In 2001, vexillologists rated 72 flags representing US states and Canadian provinces and territories. South Dakota’s flag was rated as the fifth worst.

==Flag pledge==
The official pledge of the South Dakota flag is, "I pledge loyalty and support to the flag and state of South Dakota, land of sunshine, land of infinite variety." The only protocol to the state flag pledge is that it does not either replace or preempt the Pledge of Allegiance to the flag of the United States.

==Redesign proposals==
===2012===

Proposed flag of South Dakota from 2012, designed by Dick Termes

In January 2012, Representative Bernie Hunhoff sponsored a bill to adopt a new design for the state flag based on artwork by Dick Termes of Spearfish, South Dakota.
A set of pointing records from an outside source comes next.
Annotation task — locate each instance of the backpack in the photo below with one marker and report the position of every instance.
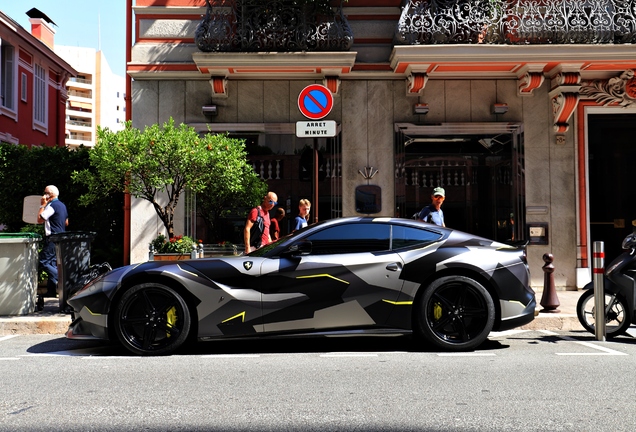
(256, 232)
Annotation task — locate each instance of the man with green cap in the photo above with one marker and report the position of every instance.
(433, 213)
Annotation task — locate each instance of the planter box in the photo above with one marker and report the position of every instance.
(171, 257)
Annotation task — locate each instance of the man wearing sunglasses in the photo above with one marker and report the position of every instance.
(433, 213)
(256, 232)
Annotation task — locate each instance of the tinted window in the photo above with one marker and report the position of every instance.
(407, 237)
(351, 238)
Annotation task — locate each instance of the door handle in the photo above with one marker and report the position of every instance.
(394, 267)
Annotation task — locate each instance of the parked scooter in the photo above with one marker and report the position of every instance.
(620, 289)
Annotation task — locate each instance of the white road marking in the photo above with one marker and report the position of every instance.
(507, 333)
(231, 356)
(466, 354)
(606, 351)
(349, 355)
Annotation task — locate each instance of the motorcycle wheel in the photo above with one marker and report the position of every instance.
(616, 319)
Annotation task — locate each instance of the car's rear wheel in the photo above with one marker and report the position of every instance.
(151, 319)
(455, 313)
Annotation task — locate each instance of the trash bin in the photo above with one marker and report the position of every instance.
(73, 251)
(18, 273)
Hunhoff introduced the bill on January 25, 2012; it was referred to the State Affairs committee. On February 6, the bill was amended to create the South Dakota State Flag Commission, which would have solicited submissions from the public for new flag designs and selected one to be considered by the 2013 legislature as the new state flag. Immediately after being amended, the bill was "deferred to the 41st legislative day". Since the South Dakota legislative session is only 40 days long, this type of deferral effectively kills legislation.

===2024===
In January 2024, another bill that would have created a South Dakota state flag design commission was killed in the same manner to the 2012 proposal.